TDA4VM: FreeRTOS Awarness using T32-Lauterbach

Pablo Varela

Part Number: TDA4VM
Other Parts Discussed in Thread: DRA829

Hello TI,

I am experimenting with FreeRTOS awarness in T32 and I notice that any "Display of kernel resources" for FreeRTOS (task list, semaphores, timers, etc) are not updated on the fly, but only after stopping CPU execution.

For that use case I configure DAP and remap TCM just using script provided to configure properly ("dra829_tda4_runtime_memory_access", by Richard Woodruff)

In order to not have issues with SMP restriction,

I assign just one core to slave instance:

Could it be any problem with addresses of remapped in script? Could you point to documentation to understand better allocation of TCMA/B, the remapped areas and other stuff to be clever in the understanding?
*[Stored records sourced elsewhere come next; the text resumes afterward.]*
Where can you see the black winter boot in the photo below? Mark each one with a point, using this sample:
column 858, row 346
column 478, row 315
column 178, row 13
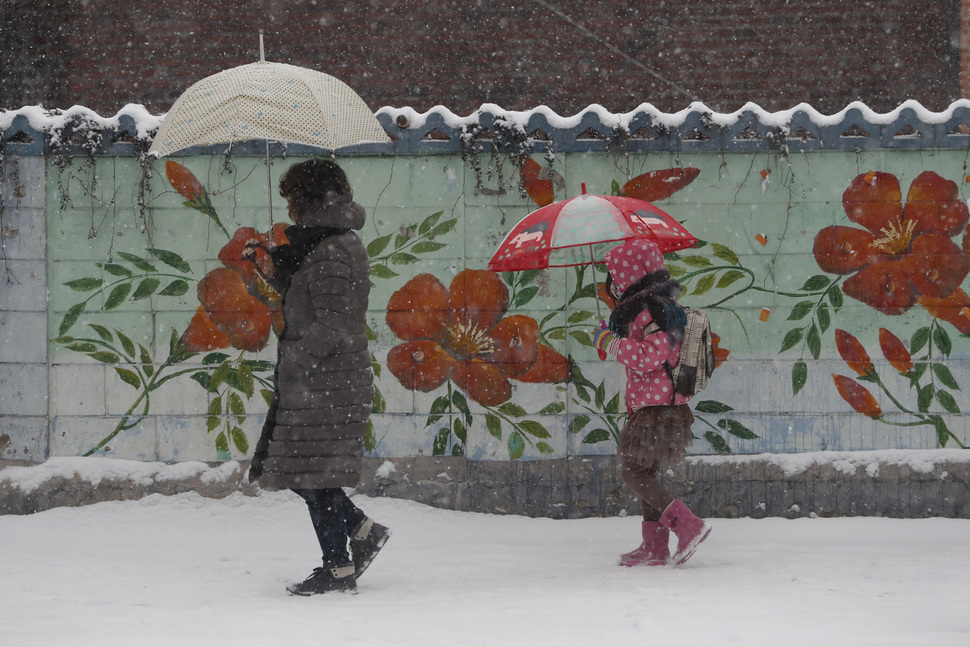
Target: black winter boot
column 365, row 542
column 325, row 579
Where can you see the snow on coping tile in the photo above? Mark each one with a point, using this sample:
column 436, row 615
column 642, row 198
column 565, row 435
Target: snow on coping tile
column 412, row 128
column 95, row 470
column 922, row 461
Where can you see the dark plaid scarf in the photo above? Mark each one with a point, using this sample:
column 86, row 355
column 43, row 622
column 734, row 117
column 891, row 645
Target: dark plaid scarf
column 302, row 240
column 656, row 292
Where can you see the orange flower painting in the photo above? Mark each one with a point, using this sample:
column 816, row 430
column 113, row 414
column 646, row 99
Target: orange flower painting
column 238, row 306
column 462, row 333
column 904, row 252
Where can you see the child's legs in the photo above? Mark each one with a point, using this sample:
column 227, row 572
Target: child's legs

In other hand, and to complement info, I would like use PERF task in trace method, but it is not working, receiving errors of "virtual memory content, not valid at address unknown" that I suspect is for same issue, variables of current task are not accesible in runtime.
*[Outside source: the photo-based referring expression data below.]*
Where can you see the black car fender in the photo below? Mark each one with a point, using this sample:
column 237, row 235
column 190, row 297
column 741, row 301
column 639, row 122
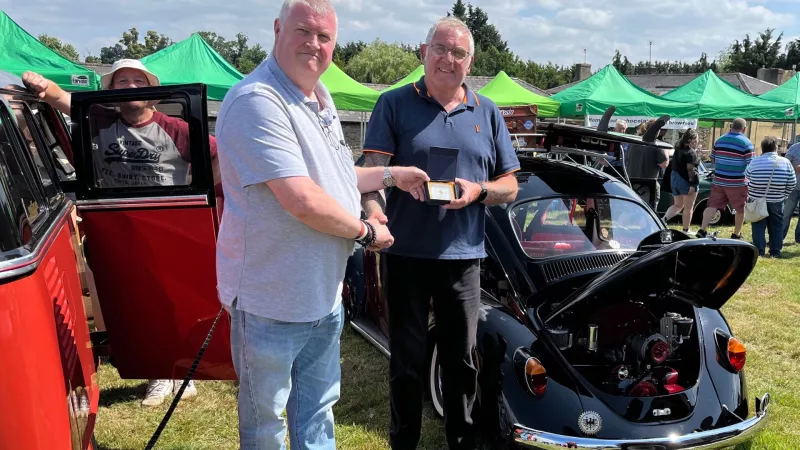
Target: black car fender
column 504, row 399
column 731, row 387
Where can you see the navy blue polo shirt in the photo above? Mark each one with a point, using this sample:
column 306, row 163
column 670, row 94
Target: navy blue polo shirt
column 405, row 124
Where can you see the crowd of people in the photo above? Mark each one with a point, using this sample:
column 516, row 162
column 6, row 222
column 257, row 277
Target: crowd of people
column 292, row 190
column 740, row 178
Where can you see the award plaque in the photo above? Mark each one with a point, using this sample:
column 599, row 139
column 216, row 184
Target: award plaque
column 441, row 169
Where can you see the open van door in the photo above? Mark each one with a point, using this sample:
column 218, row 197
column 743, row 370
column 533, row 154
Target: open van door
column 147, row 204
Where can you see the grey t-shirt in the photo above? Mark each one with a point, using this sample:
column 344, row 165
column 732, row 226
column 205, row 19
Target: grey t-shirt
column 274, row 264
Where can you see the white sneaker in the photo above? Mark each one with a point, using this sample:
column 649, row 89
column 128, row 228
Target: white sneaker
column 157, row 391
column 189, row 392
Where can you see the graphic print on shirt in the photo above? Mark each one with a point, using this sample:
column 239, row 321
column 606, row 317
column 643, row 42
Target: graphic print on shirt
column 137, row 156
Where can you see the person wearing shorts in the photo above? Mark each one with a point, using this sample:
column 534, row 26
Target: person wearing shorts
column 732, row 154
column 684, row 179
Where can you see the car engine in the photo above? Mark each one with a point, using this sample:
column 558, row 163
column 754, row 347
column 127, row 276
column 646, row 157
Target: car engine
column 629, row 349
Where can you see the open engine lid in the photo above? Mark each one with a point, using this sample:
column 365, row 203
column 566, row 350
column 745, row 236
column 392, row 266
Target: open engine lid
column 702, row 272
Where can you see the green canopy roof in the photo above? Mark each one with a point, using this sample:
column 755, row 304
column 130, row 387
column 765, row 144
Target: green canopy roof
column 410, row 78
column 20, row 52
column 788, row 92
column 718, row 99
column 192, row 60
column 347, row 93
column 594, row 95
column 506, row 92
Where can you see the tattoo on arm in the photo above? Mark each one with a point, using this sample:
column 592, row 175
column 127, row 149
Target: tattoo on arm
column 500, row 191
column 374, row 200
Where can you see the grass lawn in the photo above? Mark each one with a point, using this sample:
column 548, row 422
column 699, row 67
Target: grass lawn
column 765, row 314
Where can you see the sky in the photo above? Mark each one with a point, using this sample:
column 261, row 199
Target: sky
column 539, row 30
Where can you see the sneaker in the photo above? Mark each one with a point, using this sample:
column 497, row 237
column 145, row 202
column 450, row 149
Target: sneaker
column 157, row 391
column 189, row 392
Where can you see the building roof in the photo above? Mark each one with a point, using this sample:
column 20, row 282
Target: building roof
column 660, row 83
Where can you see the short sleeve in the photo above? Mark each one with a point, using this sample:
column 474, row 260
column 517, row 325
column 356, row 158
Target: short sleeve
column 507, row 160
column 257, row 137
column 381, row 135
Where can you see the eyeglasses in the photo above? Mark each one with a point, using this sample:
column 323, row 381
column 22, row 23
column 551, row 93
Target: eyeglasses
column 459, row 54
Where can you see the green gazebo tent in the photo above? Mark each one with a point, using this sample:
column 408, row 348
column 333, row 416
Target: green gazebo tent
column 788, row 92
column 347, row 93
column 192, row 60
column 718, row 99
column 594, row 95
column 415, row 75
column 20, row 52
column 506, row 92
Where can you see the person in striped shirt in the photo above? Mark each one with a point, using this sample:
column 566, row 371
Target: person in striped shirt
column 770, row 176
column 731, row 155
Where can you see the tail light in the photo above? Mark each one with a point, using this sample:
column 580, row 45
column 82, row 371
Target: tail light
column 535, row 376
column 737, row 354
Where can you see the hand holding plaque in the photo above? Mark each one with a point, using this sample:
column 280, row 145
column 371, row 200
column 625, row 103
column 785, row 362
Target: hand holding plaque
column 441, row 169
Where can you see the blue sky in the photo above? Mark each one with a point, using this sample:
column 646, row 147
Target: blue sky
column 542, row 30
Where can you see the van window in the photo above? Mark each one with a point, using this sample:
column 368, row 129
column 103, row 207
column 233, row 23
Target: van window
column 152, row 153
column 26, row 202
column 36, row 148
column 64, row 169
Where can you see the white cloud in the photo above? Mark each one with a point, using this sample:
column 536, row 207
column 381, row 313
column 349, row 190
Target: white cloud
column 542, row 30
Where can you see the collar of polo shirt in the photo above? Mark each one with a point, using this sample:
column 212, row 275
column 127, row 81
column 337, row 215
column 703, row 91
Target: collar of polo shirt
column 470, row 98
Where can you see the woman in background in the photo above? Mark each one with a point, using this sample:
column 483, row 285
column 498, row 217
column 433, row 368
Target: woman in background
column 684, row 179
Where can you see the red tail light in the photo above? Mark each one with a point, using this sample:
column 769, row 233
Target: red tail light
column 737, row 354
column 535, row 376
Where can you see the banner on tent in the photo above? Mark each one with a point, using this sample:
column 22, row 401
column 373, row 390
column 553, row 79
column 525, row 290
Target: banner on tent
column 635, row 121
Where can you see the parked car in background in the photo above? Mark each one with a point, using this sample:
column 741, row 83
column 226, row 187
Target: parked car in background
column 598, row 327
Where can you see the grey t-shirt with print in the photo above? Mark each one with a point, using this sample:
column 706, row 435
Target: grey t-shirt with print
column 273, row 264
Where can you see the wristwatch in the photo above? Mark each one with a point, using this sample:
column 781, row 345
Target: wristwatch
column 484, row 193
column 388, row 179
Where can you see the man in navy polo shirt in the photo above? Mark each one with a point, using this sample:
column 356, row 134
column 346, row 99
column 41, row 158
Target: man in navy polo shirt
column 437, row 249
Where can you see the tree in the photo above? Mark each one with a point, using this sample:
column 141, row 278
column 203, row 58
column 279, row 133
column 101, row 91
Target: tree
column 381, row 62
column 66, row 50
column 237, row 52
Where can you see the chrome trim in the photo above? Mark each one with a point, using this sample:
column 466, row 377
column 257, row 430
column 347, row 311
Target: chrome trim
column 703, row 440
column 143, row 202
column 30, row 261
column 369, row 338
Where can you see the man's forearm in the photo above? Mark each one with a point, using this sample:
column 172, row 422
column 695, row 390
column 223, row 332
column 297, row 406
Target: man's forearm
column 501, row 190
column 373, row 201
column 370, row 179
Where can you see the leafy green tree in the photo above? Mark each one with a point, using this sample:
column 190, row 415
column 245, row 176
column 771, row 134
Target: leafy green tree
column 66, row 50
column 381, row 62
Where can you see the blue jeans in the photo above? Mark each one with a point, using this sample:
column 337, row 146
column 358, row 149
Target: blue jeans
column 291, row 365
column 788, row 210
column 773, row 224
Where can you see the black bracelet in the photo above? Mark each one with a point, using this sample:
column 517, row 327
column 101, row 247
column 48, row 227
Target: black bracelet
column 371, row 236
It would be great to see FreeRTOS resources at runtime

over 1 year ago

+1 Richard Woodruff over 1 year ago

TI__Mastermind 21045 points

Hello Pablo,

-0-

The dapremap gives a useable path to the TCM memories over the system bus. This will make things like "Var.view %E %SpotLight <var expression>" work at run time if they are resident in the TCM. Usually there are update issues for accesses in DDR if the R5's MPU marks a region as cached. Making things as write-through can be a work around. The awareness will have a few levels of indirection and the 0xAxxxxxxx addresses likely are all cached in the captured pictures.

-1-

For PERF, if the task.config(magic) area is marked as write-through as an MPU region the existing script can be used.
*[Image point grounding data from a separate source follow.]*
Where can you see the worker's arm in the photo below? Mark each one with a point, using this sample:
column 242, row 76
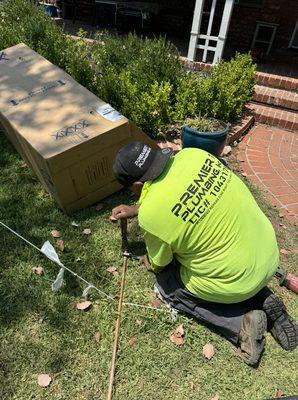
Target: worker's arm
column 125, row 212
column 159, row 253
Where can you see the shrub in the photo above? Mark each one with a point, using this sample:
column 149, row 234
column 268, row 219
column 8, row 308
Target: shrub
column 142, row 78
column 193, row 96
column 232, row 87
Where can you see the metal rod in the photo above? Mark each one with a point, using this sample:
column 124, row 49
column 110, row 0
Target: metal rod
column 124, row 245
column 117, row 329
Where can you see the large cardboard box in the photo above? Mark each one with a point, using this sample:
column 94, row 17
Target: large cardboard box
column 67, row 135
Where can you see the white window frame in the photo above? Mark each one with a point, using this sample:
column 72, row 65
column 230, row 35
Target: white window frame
column 220, row 40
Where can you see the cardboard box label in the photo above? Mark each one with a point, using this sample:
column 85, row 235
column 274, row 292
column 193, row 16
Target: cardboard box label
column 3, row 56
column 109, row 113
column 35, row 92
column 75, row 133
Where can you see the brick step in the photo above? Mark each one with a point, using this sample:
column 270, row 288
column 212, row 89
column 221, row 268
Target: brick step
column 274, row 116
column 276, row 97
column 277, row 81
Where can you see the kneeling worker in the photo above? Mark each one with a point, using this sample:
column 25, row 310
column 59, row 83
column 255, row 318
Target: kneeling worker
column 212, row 248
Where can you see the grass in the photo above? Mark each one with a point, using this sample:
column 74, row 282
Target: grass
column 42, row 332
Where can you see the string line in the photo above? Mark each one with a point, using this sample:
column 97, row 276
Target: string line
column 107, row 296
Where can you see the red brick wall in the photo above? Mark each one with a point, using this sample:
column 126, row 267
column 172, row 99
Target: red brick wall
column 243, row 23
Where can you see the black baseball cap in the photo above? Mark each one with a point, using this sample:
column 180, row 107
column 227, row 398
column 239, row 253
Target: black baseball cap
column 139, row 162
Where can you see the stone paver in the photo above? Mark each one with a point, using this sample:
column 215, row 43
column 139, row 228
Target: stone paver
column 269, row 158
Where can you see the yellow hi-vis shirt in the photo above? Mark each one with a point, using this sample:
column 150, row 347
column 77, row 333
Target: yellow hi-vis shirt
column 202, row 214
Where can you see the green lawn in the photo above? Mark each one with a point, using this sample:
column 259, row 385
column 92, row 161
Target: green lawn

To keep cache fully enabled and to just get task info, using the later stage etm logic (instead of a cpu level watchpoint) can work (with a recent build) for example:

Break.Set task.config(magic) /Write /TraceEnable

PERF.Mode TASK

PERF.Method Trace

PERF.ListTASK

PERF.Arm

I did see the above work as long as tasks are getting scheduled. If the scheduling stops then the live update stops as the magic never changes.

-2-

For profiling on the r5, you can use ETM native reports, snooper reports, or perf reports. Each gives some different angles. In each one some thought has to be given to what is being viewed and if copy-back caching can mess things up. If you only watched TCM (or non-cached things) there is no issue. For selective watches, using the ETM logic can work for a run time view, where a AXI-AP (DAP) view from the debugger can't due to coherency (if copy-back cache is on).

-3-

In the end Lauterbach needs to advise about what builds work for run time viewing of some of these features. I think the -1- method worked at 02/2023 but was broke briefly in an interm build, but it works today again in a mostly 09/2023 build.

Regards,

Richard W.

0 Pablo Varela over 1 year ago in reply to Richard Woodruff

Genius 5949 points

Hello, Richard

Finally, I have been able to get PERF task data preparing script with your commands. However I have detected that Trace list is not available even I disable PERF and configurein in different method than "trace".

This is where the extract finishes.